The Nigerian National Petroleum Company Limited (NNPCL) has come under pressure to prioritize crude oil supply to local refineries, including the privately-owned Dangote Refinery, amid concerns about potential supply cuts.

A civil society organization (CSO), Concerned Nigerian Citizens, raised this alarm on Tuesday during a press briefing in Abuja. The group expressed concern over alleged plans by the NNPCL to reduce its crude allocation to Dangote Refinery, which currently stands at 300,000 barrels per day under the Federal Government’s naira-for-crude initiative.

Recent reports suggest that the NNPCL is considering adjusting its supply arrangements following the operational commencement of the Port Harcourt and Warri refineries, which collectively have a production capacity of 135,000 barrels per day.

Addressing journalists, the National Coordinator of the CSO, Obinna Francis, alleged that such a move could stifle local investors and potentially monopolize the oil sector. He argued that the plan undermines efforts by the Dangote Refinery to make petroleum products more affordable for Nigerians, particularly in the wake of rising fuel costs since the removal of subsidies.
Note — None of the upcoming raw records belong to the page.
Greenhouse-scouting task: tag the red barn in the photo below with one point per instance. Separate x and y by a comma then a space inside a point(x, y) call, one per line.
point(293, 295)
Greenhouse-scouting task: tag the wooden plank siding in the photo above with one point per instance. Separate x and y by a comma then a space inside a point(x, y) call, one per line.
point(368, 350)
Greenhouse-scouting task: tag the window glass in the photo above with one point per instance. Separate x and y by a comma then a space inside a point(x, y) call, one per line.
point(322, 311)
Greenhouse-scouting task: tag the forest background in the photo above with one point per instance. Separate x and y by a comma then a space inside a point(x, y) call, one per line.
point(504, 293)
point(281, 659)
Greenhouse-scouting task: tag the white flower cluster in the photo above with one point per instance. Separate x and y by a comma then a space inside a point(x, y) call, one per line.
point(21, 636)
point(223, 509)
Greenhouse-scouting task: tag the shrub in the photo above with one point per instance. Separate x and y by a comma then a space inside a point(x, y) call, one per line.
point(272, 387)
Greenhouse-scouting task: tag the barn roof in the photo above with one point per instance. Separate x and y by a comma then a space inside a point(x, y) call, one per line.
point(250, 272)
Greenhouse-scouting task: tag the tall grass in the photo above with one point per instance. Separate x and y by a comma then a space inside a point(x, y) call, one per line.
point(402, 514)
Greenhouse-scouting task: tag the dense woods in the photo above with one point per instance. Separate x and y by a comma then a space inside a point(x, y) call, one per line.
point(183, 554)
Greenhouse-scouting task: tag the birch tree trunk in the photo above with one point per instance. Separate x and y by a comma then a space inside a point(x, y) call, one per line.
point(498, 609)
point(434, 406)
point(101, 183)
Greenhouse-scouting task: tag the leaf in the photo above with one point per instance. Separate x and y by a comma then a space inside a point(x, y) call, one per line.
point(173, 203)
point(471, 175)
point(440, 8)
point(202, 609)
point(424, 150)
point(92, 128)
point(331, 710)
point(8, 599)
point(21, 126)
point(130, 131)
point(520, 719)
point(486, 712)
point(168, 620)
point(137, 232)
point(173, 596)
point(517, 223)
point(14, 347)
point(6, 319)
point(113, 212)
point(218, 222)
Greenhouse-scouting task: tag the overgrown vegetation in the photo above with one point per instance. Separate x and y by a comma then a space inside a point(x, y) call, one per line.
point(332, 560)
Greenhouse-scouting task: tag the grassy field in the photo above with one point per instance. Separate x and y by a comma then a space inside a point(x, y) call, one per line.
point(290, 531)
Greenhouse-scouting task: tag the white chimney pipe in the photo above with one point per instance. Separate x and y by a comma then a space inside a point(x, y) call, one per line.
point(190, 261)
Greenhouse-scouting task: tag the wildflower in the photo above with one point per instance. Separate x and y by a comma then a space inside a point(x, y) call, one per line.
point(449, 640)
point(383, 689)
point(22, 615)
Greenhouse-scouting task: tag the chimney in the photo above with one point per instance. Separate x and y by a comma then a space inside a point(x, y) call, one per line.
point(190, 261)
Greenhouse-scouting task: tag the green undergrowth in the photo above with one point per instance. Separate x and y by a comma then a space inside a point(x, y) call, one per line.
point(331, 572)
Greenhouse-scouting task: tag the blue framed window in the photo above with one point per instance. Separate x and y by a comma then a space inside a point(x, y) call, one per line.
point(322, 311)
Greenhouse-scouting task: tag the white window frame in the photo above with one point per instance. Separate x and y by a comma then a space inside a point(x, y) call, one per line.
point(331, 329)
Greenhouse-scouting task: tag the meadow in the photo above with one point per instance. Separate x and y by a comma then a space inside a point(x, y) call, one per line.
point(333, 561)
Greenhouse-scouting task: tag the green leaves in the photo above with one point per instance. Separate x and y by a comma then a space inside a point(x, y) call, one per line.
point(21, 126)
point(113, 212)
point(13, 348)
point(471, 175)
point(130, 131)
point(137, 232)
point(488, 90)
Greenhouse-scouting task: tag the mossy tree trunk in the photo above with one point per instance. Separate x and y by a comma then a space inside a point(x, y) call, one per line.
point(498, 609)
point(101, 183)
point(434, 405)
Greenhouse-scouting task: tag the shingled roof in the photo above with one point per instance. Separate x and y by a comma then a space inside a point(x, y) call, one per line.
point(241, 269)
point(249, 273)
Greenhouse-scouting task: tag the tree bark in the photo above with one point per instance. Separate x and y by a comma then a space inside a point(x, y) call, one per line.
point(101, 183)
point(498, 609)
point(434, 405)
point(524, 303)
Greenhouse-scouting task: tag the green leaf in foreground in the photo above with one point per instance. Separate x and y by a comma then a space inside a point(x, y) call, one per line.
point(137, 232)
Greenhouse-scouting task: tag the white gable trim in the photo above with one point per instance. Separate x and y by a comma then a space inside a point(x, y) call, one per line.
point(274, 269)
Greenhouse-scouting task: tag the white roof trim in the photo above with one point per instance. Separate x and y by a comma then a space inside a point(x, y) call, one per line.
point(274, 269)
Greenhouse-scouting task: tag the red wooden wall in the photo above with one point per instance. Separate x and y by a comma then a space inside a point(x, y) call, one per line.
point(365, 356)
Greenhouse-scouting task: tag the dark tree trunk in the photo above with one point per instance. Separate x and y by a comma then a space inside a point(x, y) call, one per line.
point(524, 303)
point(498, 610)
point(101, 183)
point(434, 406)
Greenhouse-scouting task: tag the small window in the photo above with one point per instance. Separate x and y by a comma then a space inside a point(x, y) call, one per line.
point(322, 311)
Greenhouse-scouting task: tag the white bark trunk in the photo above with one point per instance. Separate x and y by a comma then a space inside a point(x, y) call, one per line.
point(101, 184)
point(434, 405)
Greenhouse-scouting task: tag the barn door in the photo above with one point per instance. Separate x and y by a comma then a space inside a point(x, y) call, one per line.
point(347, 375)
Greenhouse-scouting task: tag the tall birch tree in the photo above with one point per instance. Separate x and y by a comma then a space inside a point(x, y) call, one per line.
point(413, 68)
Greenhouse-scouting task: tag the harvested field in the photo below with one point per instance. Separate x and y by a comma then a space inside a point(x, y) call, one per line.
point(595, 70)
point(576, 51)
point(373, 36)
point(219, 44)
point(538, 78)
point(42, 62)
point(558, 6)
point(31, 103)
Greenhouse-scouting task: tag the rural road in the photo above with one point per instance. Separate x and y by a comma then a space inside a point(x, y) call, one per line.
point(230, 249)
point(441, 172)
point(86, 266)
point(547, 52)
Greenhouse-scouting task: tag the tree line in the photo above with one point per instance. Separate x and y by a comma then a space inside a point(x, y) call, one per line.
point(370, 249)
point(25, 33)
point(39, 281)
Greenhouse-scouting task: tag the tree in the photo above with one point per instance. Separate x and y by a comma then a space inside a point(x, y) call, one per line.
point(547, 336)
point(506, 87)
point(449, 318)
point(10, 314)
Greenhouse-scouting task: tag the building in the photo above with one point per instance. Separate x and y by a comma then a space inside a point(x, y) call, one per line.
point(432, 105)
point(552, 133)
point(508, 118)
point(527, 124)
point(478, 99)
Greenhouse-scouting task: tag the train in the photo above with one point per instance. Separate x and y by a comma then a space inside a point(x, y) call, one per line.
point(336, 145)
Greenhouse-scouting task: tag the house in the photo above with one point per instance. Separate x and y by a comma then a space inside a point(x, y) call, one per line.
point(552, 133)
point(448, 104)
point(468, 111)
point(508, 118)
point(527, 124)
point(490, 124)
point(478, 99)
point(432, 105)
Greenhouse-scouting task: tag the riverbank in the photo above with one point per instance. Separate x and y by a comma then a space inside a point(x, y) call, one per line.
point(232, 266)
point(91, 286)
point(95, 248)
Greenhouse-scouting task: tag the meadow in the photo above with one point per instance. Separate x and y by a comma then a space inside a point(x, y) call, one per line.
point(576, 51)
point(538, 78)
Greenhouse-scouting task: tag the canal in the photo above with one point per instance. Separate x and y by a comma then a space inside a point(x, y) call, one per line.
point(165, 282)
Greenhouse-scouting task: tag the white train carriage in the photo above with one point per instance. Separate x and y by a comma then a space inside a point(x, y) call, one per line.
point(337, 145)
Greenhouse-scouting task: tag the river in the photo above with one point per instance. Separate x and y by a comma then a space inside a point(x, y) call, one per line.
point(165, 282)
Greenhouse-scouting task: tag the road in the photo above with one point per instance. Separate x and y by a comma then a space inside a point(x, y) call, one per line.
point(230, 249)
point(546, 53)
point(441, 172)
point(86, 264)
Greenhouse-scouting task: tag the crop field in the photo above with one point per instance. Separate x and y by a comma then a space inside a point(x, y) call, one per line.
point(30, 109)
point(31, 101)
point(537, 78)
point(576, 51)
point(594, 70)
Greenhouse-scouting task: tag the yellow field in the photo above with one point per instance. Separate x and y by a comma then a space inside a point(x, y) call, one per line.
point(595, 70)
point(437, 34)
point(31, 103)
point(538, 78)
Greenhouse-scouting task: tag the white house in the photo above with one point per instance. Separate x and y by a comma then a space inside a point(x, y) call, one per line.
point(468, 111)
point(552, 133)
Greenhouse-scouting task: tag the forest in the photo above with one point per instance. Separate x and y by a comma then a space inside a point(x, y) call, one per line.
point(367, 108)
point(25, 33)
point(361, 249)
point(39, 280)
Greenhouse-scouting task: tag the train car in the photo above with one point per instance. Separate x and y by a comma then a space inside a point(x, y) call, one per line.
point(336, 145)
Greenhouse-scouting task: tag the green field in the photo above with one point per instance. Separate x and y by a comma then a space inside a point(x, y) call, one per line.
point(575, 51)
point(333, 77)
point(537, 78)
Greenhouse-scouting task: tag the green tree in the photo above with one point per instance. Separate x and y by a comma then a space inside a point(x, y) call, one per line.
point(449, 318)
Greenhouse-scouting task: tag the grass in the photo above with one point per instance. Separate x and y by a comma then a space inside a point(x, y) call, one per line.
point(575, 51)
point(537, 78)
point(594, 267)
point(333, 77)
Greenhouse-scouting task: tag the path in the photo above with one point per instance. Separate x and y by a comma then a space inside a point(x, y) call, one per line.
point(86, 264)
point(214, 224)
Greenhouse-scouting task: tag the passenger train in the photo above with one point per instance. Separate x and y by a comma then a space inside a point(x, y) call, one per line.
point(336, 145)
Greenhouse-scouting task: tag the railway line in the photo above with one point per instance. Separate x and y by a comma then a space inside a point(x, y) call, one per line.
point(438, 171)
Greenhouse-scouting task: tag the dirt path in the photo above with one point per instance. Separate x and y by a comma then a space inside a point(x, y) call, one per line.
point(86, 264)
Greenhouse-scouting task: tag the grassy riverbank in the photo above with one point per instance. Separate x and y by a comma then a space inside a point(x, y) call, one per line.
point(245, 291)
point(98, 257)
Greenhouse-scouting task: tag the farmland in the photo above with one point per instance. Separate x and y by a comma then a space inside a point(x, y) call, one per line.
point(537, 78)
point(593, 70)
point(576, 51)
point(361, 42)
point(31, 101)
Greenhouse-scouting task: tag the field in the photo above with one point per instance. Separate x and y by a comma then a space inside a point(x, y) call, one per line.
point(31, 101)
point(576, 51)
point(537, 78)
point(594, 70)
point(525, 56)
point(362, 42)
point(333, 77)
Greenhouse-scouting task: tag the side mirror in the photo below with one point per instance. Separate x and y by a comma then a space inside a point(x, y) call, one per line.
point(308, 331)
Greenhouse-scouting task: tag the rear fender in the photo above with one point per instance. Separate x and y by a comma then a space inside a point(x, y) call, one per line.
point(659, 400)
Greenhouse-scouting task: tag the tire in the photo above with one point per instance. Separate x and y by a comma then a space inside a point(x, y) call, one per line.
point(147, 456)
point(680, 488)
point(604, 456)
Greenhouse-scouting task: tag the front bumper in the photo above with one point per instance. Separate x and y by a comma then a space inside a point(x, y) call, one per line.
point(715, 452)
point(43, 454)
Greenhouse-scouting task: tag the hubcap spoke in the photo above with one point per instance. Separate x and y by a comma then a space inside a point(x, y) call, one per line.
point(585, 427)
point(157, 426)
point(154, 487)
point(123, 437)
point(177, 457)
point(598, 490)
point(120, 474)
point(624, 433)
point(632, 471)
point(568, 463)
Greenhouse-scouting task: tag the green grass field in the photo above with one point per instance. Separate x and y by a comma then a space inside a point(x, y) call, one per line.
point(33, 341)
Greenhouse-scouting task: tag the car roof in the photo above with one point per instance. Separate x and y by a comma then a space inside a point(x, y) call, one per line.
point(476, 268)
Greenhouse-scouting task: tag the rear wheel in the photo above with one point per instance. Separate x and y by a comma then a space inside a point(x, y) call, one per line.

Doubts Over Refinery Efficiency

Francis also questioned the NNPCL’s claims that the Port Harcourt and Warri refineries are producing at 60-70% capacity. He criticized the corporation’s decision to prioritize government-run refineries over private ones, noting that Dangote Refinery operates without financial burdens on taxpayers, unlike its state-owned counterparts.

“The naira-for-crude agreement was designed to bolster local refining capacity and mitigate forex volatility, not to serve as a basis for reducing allocations to other refineries,” he said.

Calls for Intervention

The CSO called on President Bola Tinubu to intervene, emphasizing that any reduction in crude supply to Dangote Refinery could be misconstrued as having presidential approval. The group warned that the NNPCL’s actions might derail efforts to stabilize fuel prices, further compounding the economic challenges faced by Nigerians.

Concerns Over Borrowing and Public Sector Inefficiency

Highlighting recent projects such as Project Leopard and Project Gazelle, Francis decried the NNPCL’s growing debt obligations, including loans totaling $8 billion linked to crude oil transactions. He contrasted the inefficiency of government-owned refineries with the private sector’s track record in industries like telecommunications and power.

“The billions spent on maintaining public refineries could have funded critical sectors like education and health for years,” Francis noted.

Echoing recommendations by oil marketers, the CSO reiterated its call for the Federal Government to divest from government-run refineries, urging a shift toward private-sector-driven solutions for sustainable energy production.